Suddenly, I was up and over her shoulder in a fireman’s carry, just like they’d taught us to move a wounded soldier in the Navy.

“Jesus,” she grunted, “you weigh almost as much as Cassidy.”

It was like I was reliving my fall from the hotel window. The feeling of weightlessness, of the lack of control. And to think a woman so much smaller than I was carrying me this way. “How’re you…?” I groaned as she carried me the short distance to the Jeep and got the passenger side door open.

“Shut up, Carter,” she breathed as she deposited me in the passenger seat. “It’s just fucking physics.” Then she was retreating, slamming the door shut, and running back around to the driver’s side.

“You’re driving my car,” I said, my head lolling to the side.

“And you’re naked and bleeding.”

“What’re we doing?” I asked, finding it very hard to think, to put my thoughts together.

“Besides stating the obvious?” she asked as she took off out of the parking lot, the sound of sirens filling the air behind us. “Going to the goddamn hospital.
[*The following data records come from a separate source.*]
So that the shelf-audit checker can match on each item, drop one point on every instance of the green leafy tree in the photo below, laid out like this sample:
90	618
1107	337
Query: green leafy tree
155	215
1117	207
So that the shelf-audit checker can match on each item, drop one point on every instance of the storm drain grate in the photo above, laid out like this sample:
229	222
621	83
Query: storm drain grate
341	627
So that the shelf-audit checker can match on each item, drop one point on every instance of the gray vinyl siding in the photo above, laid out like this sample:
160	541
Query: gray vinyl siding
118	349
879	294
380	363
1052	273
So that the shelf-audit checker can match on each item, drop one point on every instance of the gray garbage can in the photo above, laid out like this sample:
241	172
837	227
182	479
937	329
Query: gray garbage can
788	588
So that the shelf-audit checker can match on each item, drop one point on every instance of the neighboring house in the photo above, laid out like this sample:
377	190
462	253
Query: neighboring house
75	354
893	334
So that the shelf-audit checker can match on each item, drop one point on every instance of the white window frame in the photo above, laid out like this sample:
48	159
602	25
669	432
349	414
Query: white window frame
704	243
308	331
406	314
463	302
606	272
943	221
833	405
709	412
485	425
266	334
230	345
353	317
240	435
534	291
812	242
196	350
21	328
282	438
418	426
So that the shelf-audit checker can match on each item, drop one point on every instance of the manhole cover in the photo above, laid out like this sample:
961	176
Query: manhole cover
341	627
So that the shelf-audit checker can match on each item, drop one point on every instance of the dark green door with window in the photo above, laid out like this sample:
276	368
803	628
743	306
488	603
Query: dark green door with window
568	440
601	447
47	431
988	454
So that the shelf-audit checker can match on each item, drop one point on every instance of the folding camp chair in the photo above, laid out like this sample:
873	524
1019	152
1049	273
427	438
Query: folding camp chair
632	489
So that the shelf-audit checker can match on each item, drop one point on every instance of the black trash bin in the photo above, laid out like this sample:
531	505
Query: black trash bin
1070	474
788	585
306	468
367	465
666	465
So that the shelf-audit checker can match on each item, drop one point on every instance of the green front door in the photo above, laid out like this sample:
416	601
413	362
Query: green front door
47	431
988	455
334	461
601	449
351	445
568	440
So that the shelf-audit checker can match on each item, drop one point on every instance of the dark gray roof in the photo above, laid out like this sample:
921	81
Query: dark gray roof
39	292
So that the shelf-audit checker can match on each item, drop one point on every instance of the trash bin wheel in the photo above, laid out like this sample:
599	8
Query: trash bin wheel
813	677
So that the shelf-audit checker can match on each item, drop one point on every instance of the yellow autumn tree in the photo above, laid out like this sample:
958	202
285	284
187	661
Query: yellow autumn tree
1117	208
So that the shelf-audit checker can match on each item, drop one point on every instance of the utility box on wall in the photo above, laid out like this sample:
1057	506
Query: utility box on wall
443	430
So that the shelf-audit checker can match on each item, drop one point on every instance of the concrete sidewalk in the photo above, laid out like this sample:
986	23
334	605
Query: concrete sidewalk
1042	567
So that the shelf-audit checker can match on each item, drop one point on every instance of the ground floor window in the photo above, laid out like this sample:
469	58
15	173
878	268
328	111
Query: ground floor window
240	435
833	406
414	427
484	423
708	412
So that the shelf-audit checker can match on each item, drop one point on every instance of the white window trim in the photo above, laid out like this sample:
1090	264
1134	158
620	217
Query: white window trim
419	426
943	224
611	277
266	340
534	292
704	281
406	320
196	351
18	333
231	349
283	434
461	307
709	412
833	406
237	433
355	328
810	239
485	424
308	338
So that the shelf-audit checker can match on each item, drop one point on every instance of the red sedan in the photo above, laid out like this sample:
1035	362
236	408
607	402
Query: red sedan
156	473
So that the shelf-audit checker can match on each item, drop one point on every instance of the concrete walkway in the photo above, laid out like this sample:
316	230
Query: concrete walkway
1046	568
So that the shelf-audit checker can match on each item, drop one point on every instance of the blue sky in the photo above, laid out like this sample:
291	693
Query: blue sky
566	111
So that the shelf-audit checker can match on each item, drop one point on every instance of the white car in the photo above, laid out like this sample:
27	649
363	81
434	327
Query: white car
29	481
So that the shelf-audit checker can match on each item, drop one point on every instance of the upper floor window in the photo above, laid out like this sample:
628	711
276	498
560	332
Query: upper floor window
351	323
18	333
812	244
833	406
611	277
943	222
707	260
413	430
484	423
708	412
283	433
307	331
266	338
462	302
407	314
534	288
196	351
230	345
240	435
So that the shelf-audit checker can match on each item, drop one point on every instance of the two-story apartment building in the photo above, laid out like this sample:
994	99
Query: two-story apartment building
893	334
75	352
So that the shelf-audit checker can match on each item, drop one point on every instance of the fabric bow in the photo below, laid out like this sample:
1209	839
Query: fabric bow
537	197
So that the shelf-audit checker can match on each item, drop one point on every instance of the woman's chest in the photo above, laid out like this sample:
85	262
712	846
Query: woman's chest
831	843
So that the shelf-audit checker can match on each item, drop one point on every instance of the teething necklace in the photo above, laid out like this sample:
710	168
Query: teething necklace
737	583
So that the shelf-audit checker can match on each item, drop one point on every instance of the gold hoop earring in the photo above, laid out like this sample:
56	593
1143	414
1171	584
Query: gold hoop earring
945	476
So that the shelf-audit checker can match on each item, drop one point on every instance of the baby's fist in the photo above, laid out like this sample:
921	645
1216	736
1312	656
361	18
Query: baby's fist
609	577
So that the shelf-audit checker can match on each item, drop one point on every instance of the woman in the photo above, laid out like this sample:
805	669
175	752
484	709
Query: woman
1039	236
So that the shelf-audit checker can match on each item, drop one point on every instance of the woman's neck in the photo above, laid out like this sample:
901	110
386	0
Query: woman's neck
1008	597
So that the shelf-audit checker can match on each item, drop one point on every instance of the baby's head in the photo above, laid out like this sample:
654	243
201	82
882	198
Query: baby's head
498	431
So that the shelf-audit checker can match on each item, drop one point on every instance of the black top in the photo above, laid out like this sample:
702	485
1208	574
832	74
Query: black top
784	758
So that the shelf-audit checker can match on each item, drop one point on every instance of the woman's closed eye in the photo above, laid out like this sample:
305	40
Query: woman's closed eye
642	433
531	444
I was going to wait for the ambulance, but I think I can come up with a store at the emergency room—”

I rose from my seat, wincing as a new spasm of pain lanced through my body. “No,” I said, cutting her off, “I’ll be fine. I just need a place to rest. My body’ll heal itself, I promise.”

“Carter, you just fell out of a third story window!”

“I know,” I groaned, “I know. But they didn’t get me with any silver, so I’ll heal. I just need some rest. Us shifters are strong like that, that’s why Col. Harrington recruited us. We’re like Timexes.”

We rode in silence for a while longer, just the singing of my tires on the roads of Shamrock filling the Jeep’s cab, the humming rising and falling as we drove through the scant traffic.

I let my eyelids droop. “Lucy?” I asked just before I drifted out again. “Are you still taking me to the hospital?”

She sighed, a long, dragged out, grating sound that was seemingly filled to the brim with exhaustion and frustration. “No, Carter. I’m taking you home with me.”

“Figured you’d at least give me a chance to get cleaned up first. Don’t you think we’re moving a little fast?”

“Ha ha,” she said. “Look, it’s the only place I can think of. And, this way, I won’t accidentally get my friend’s work shot up if they come for us again.”

Eyes still closed, I sighed. She was right; her place wasn’t ideal. But where else could we go?

“I like you,” I said suddenly, surprising even myself. Maybe the fall had damaged my internal filter, or something. “Thank you for saving my life.”

She didn’t say anything for a moment. In my exhausted, broken state, it felt like that moment stretched on for hours, not just scant seconds. “I think I like you, too, Carter. Besides, on the saving part, you’re still one up on me, big guy. Now hang in there, kitty. It’s a drive.”

As I finally drifted into unconsciousness, Lucy drove into the night. But, even as I lost my hold on the waking world, I couldn’t help but feel I’d heard something in her voice. Something deeper.